Most of the datasets we examine, the density of ranges of interest
(e.g. ChIP- or ATAC-seq peaks) is often correlated to other
large-scale patterns of other genomic features, such as
genes. @bickel_2010 
motivate the idea of bootstrapping with respect to
a segmented genome given known, large-scale genomic structures such as
isochores ("larger than 300kb").

$\color{brown}{\text{A genomic segmentation can be considered if}}$
1) it defines large (e.g. on the order of ∼1 Mb), relatively
homogeneous segments and 2) the variance of the distribution of the
test statistics become stable as block length increases (See
@bootRanges Fig 2 A). 

There are two options to build segmentation *GRanges*, either:

- Use exiting segmentation (e.g.

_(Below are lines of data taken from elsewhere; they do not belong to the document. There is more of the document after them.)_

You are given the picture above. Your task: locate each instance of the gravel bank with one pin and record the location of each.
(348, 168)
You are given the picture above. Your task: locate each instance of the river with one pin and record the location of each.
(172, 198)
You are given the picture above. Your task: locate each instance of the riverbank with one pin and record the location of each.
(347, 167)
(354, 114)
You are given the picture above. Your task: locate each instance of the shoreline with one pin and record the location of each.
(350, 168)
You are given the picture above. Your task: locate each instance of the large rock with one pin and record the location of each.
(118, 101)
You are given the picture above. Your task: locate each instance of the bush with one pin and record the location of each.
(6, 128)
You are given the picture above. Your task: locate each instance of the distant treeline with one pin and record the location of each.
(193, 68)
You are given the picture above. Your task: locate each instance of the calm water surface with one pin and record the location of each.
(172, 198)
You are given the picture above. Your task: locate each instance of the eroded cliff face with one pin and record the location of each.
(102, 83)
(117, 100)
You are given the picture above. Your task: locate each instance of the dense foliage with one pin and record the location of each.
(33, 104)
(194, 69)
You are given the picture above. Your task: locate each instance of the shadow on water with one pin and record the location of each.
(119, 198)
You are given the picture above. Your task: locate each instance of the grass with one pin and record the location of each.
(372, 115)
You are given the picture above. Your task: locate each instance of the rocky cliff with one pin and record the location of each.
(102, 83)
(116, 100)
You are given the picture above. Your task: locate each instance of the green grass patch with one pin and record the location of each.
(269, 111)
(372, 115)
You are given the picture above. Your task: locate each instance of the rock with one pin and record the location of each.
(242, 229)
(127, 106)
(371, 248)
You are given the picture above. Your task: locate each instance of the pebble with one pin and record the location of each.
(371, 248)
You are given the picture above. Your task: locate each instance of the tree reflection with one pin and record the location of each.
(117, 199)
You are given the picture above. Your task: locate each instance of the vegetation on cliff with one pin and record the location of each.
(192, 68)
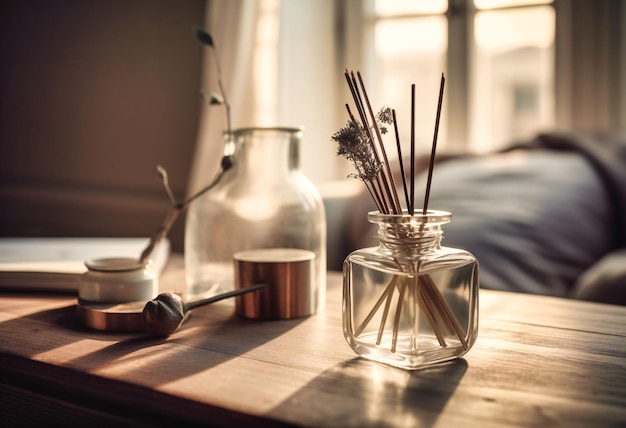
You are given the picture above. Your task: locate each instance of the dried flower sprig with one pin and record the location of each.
(212, 97)
(226, 162)
(178, 207)
(366, 150)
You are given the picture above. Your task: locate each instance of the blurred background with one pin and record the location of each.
(94, 94)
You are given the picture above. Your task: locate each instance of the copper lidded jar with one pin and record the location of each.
(410, 302)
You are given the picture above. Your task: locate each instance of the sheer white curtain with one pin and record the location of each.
(291, 79)
(232, 23)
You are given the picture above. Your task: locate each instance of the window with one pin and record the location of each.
(498, 57)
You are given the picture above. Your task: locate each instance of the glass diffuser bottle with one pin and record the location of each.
(262, 201)
(410, 302)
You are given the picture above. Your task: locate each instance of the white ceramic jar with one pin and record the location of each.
(117, 280)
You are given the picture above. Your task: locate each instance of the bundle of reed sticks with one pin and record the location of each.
(361, 142)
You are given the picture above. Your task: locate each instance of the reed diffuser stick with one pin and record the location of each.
(386, 172)
(361, 141)
(412, 183)
(434, 147)
(400, 160)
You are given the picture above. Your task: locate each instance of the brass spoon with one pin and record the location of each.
(165, 314)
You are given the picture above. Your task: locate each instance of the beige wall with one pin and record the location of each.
(93, 94)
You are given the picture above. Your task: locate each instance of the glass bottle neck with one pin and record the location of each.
(406, 235)
(266, 151)
(408, 240)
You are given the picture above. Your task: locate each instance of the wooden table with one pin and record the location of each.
(539, 361)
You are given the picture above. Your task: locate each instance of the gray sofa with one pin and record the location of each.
(546, 216)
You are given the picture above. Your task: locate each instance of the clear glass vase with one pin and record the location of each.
(262, 201)
(410, 302)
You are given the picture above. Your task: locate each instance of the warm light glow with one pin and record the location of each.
(396, 38)
(409, 7)
(509, 30)
(492, 4)
(266, 63)
(513, 75)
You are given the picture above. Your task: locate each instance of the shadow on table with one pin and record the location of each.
(206, 340)
(362, 393)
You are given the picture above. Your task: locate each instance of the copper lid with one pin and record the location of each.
(289, 275)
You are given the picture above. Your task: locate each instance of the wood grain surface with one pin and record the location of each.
(538, 361)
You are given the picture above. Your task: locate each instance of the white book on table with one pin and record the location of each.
(55, 264)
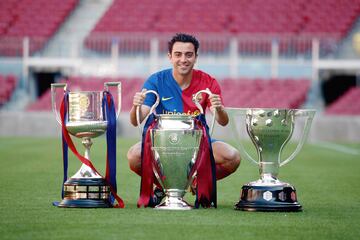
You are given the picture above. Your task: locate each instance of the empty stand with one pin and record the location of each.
(270, 93)
(8, 84)
(272, 18)
(36, 19)
(347, 104)
(266, 93)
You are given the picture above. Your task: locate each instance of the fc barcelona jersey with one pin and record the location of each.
(174, 100)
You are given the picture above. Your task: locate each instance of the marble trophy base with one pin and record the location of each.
(174, 201)
(268, 198)
(86, 193)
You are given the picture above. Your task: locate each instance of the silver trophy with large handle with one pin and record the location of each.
(86, 119)
(175, 141)
(270, 130)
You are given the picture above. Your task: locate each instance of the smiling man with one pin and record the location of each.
(176, 87)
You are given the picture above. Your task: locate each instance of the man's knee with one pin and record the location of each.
(134, 158)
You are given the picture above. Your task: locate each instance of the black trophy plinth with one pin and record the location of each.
(278, 198)
(86, 193)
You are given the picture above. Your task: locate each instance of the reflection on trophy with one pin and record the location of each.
(175, 145)
(175, 142)
(269, 130)
(85, 118)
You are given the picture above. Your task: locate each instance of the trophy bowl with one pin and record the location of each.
(175, 145)
(269, 129)
(85, 118)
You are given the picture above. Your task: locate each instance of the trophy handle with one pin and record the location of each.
(118, 85)
(195, 99)
(301, 113)
(151, 109)
(232, 112)
(54, 86)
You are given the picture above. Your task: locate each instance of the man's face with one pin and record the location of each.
(183, 57)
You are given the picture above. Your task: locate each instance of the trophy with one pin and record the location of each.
(175, 141)
(269, 130)
(85, 118)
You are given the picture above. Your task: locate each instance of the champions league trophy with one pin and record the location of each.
(175, 142)
(85, 118)
(269, 130)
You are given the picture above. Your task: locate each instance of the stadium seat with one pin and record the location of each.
(347, 104)
(36, 19)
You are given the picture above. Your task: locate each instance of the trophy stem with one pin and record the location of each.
(85, 171)
(174, 201)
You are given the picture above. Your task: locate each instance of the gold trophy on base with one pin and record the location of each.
(269, 130)
(85, 117)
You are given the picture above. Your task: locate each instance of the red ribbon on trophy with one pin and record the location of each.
(111, 156)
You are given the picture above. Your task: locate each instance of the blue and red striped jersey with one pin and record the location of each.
(173, 100)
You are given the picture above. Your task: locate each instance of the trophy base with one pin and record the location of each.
(173, 203)
(86, 193)
(279, 198)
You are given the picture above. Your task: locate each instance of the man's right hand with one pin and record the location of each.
(139, 98)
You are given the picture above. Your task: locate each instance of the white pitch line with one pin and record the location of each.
(337, 147)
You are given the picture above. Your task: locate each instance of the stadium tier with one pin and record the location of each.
(36, 19)
(347, 104)
(8, 85)
(281, 93)
(275, 18)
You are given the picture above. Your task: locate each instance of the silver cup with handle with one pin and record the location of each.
(270, 130)
(86, 119)
(175, 141)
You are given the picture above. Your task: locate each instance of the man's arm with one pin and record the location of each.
(138, 101)
(216, 105)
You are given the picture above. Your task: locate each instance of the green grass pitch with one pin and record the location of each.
(327, 184)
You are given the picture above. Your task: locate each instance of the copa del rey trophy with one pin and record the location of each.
(87, 115)
(269, 129)
(175, 142)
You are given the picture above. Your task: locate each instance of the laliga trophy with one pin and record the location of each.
(85, 118)
(175, 141)
(269, 130)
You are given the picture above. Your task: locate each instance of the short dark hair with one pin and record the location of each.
(183, 37)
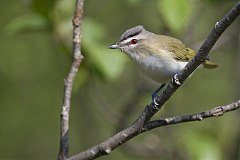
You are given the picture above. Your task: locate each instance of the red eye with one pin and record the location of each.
(134, 41)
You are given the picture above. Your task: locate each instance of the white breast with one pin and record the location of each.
(159, 68)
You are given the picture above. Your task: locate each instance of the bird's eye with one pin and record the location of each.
(133, 41)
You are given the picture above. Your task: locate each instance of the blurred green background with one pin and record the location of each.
(110, 92)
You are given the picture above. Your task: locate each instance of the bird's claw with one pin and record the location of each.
(176, 80)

ChromHMM, etc.) downloaded from
  AnnotationHub or external to Bioconductor (BED files imported with
  *rtracklayer*)
- Perform a de-novo segmentation of the genome using feature density,
  e.g. gene density 

**Pre-built segmentations**

Given that these evaluations take time and involve consideration of
multiple criteria, we have provided our recommended segmentation for
hg38. *nullranges* has generated pre-built segmentations for easy use
by following below section *Segmentation by gene density*
Either pre-built segmentations using *CBS* or *HMM* methods with
$L_s=2e6$ considering excludable regions can be selected from
*ExperimentHub*. We find that the segmentation and block length shown
here could be used for most analysis of hg38.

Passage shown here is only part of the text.